Deliveries of agricultural equipment are returning to normal levels after two years in which machinery dealers grappled with manufacturing delays and supply chain constraints.
Summer and autumn deliveries of equipment are markedly better than the same periods in 2022, the Tractor and Machinery Association of New Zealand said.
TAMA president Kyle Baxter said he is hearing and seeing first-hand that the flow of equipment into NZ has increased.
“This has offered much welcome relief for customers who are requiring their new piece of equipment to get to work straight away,” Baxter said.
April 2023 tractor delivery figures were 28% down on the same month in the previous year, but April 2022’s figures were greatly inflated by a combination of manufacturing delays and global supply chain issues during the spring and summer of 2021, which meant a lot of tractors were delivered to customers three to six months later than planned.

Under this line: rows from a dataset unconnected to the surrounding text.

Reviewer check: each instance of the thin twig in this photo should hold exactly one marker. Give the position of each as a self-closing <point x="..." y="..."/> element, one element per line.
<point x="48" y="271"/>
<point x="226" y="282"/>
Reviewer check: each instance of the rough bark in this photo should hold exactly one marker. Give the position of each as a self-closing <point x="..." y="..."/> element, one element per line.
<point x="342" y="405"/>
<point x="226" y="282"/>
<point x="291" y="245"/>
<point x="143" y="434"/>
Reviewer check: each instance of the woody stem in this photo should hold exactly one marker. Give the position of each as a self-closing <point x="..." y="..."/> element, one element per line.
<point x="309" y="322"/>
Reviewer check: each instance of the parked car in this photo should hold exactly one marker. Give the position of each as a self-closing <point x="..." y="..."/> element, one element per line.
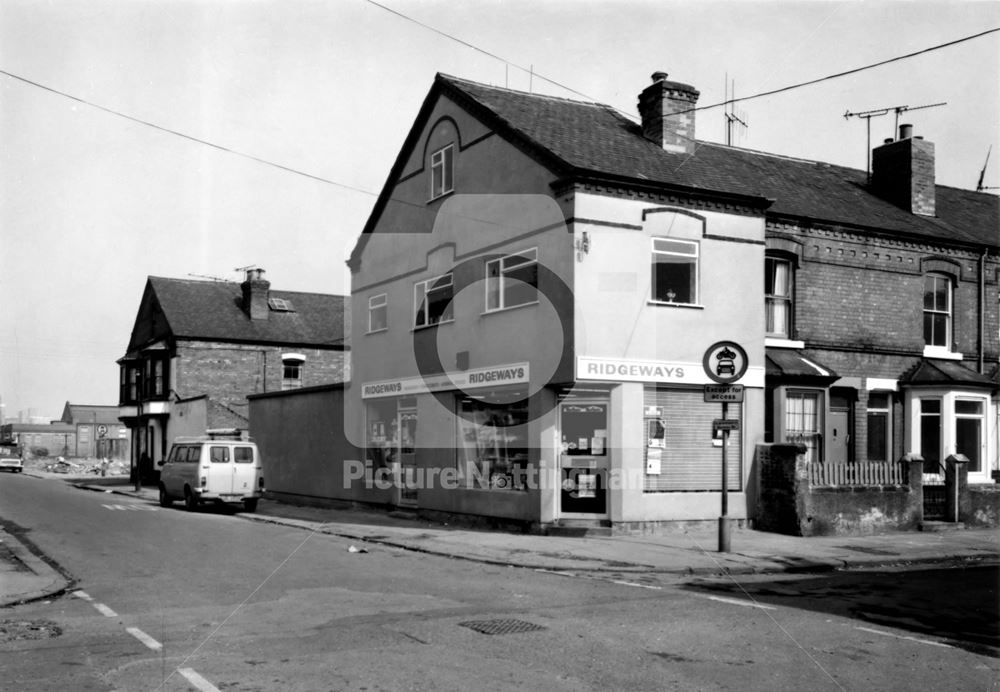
<point x="10" y="458"/>
<point x="219" y="467"/>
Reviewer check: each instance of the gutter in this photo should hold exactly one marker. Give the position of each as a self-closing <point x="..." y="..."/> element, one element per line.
<point x="582" y="176"/>
<point x="982" y="312"/>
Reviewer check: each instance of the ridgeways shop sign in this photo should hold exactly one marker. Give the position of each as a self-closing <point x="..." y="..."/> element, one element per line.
<point x="514" y="373"/>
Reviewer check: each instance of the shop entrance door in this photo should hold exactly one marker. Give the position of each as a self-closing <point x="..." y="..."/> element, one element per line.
<point x="406" y="426"/>
<point x="584" y="460"/>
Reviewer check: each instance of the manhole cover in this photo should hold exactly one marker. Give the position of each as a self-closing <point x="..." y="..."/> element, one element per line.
<point x="501" y="626"/>
<point x="869" y="551"/>
<point x="14" y="630"/>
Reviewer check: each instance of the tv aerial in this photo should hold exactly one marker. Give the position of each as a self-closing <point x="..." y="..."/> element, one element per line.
<point x="982" y="174"/>
<point x="729" y="114"/>
<point x="877" y="112"/>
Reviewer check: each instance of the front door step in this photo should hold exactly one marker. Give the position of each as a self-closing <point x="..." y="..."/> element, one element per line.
<point x="579" y="528"/>
<point x="937" y="526"/>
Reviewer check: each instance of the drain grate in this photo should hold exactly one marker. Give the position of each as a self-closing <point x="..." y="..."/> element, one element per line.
<point x="501" y="626"/>
<point x="18" y="630"/>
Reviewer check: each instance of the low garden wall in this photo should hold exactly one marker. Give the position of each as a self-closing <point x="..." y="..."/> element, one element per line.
<point x="812" y="499"/>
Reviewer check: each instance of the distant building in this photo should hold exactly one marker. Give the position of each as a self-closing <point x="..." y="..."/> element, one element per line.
<point x="99" y="433"/>
<point x="199" y="348"/>
<point x="41" y="439"/>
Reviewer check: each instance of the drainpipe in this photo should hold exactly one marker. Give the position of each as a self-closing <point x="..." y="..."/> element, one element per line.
<point x="982" y="311"/>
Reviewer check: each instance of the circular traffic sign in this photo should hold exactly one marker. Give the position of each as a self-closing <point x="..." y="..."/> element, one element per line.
<point x="725" y="362"/>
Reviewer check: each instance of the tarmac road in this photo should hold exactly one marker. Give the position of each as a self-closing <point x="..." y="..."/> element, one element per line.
<point x="166" y="599"/>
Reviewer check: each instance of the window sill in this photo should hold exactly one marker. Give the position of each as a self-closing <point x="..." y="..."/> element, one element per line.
<point x="431" y="326"/>
<point x="508" y="309"/>
<point x="941" y="353"/>
<point x="662" y="304"/>
<point x="779" y="342"/>
<point x="441" y="196"/>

There was a marked difference in tractor deliveries between the North and South Islands, with the former impacted by the wet summer and the effects of Cyclone Gabrielle resulting in a greater reduction, of 32%.
The North Island also tends to have higher volumes of orchard and horticulture tractors, and the effects of the weather disruptions this year have flowed on to tractor delivery.
In the South Island, the overall reduction in tractor deliveries has experienced a more modest 18% reduction in units.
Overall, most ag dealerships are still reporting strong demand in customer orders for spring deliveries of ag tractors and equipment, which is assisting in the overall confidence still being felt across many regions and sectors.
While this year has displayed reductions across the board, the overall market is still tracking above average when compared to other years that had been labelled as strong tractor volumes, coupled with strong order books being reported.
The overall result for 2023 is still looking favourable at this point, Baxter said. Imports of ag equipment still require 8-12 months manufacturing lead times and “many of our members are also turning their eyes to beyond 2023, as they confirm production slots of equipment that is expected to arrive at NZ around early-mid 2024, to ensure that supply continues to meet demand”.